ICH BENUTZE EINE GERINGE DOSIS „WINSTROL DEPOT IN MEINEN STEROIDPAUSEN. NUN HABE ICH GEHÖRT, DASS DAS NICHT SINNVOLL SEI. WENN DAS STIMMT, WARUM IST ES DANN NICHT RATSAM
- Post 25. September 2015
- Zugriffe: 9145
Bei dem beschriebenen Vorgehen handelt es sich um das sogenannte „Bridging", was als Überbrückung von einer Steroidkur zur nächsten zu verstehen ist. Der Gedanke dahinter ist der, dass weniger Muskelmasse zwischen zwei Kuren abgebaut werden soll, wenn der Athlet zwischendrin ein mildes Steroid benutzt, das die Eigenproduktion kaum hemmt. Diese Praktik wird zumeist von Sportlern angewendet, die entweder Angst vor einem möglichen Muskel- und Kraftverlust haben (psychisches Problem), ständig in Topform sein müssen (z. B. Models) oder einfach nicht aufgeklärt sind.

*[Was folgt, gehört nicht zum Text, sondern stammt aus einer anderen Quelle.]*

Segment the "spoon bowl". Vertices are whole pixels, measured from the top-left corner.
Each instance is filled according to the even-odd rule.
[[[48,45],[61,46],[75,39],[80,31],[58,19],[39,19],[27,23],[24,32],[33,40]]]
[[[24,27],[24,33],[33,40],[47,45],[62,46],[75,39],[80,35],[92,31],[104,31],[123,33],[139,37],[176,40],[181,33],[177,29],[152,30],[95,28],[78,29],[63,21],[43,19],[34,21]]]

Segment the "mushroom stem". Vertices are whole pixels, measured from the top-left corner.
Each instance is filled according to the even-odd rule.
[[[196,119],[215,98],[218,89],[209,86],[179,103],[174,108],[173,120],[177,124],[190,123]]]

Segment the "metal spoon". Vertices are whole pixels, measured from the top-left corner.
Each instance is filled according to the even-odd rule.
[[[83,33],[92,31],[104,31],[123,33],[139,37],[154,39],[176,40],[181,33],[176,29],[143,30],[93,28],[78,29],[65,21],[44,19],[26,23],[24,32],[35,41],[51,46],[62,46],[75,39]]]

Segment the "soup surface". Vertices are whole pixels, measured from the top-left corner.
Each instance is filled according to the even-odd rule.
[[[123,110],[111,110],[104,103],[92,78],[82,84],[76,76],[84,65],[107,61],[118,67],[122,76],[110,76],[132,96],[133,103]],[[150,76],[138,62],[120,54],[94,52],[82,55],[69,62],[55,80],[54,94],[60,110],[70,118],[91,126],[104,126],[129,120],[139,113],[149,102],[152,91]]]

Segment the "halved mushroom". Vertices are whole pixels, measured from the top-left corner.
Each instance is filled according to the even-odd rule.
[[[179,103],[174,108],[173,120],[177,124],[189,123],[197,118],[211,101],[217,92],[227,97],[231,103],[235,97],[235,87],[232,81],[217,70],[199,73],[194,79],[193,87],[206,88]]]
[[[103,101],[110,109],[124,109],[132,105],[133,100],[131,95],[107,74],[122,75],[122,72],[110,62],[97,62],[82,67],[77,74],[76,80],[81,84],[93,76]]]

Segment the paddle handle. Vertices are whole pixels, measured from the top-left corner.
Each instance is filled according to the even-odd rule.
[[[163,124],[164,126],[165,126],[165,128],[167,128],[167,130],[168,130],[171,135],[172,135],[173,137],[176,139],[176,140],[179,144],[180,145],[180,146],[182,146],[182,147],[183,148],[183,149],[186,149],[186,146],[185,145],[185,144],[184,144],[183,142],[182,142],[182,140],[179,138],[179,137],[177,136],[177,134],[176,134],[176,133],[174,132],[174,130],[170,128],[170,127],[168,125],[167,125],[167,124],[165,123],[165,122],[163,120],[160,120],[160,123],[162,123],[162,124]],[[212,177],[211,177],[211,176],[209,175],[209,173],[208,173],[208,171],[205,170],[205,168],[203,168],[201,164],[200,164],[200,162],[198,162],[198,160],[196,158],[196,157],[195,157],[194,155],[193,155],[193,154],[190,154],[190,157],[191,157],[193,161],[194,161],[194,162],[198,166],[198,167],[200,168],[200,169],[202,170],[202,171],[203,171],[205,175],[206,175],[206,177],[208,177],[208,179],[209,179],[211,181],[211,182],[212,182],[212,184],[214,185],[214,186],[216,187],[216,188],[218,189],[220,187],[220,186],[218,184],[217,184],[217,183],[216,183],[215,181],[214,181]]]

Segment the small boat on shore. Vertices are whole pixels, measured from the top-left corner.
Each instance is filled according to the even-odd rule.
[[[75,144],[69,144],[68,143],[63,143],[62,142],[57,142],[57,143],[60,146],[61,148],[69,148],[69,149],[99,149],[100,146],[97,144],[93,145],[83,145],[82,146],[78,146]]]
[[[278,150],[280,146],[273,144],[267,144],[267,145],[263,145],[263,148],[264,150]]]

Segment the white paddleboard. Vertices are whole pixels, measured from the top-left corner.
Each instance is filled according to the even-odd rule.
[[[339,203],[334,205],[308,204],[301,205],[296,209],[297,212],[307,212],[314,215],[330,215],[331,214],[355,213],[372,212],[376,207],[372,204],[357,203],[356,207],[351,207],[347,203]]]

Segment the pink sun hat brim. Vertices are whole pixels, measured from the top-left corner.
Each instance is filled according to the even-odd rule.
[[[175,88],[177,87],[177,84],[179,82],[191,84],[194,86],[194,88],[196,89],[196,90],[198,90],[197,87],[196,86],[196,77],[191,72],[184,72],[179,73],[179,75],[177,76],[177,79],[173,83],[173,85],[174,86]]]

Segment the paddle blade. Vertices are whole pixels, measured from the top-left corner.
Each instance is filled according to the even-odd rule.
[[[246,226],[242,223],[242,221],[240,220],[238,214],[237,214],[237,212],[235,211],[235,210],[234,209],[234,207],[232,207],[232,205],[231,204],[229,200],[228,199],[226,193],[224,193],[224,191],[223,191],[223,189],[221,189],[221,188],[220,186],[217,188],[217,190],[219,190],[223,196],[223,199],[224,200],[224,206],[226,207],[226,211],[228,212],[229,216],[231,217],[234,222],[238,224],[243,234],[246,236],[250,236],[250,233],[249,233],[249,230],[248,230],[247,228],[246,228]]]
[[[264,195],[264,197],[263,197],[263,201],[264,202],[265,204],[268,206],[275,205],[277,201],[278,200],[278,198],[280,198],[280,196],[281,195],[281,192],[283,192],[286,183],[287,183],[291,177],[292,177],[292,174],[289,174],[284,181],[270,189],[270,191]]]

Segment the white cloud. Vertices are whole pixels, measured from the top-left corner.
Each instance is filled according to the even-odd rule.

Das Bridging ist nämlich, halten wir uns den eigentlichen Zweck einer Steroidpause vor Augen, sinnlos. Denn zwischen zwei Kuren sollte man versuchen, die Eigenproduktion schnellstmöglich wieder in Gang zu kriegen, um eine längerfristige bzw. endgültige Unterdrückung zu vermeiden. Zudem sollen die Steroidrezeptoren eine Verschnaufpause erhalten, um anschließend wieder frisch und aufnahmebereit zu sein. Beides wird durch die Einnahme selbst geringer Mengen vornehmlich milder Anabolika verhindert. Die Rezeptoren müssen weiterhin Steroidmoleküle aufnehmen und die Eigenproduktion wird dennoch gehemmt, auch wenn ein mildes Steroid, wie z. B. Stanozolol es darstellt, weniger stark in den eigenen Hormonhaushalt eingreift, als beispielsweise Testosteron oder Metandienon es tun. Von diesen Tatsachen ausgehend, kann vom Bridging nur abgeraten werden.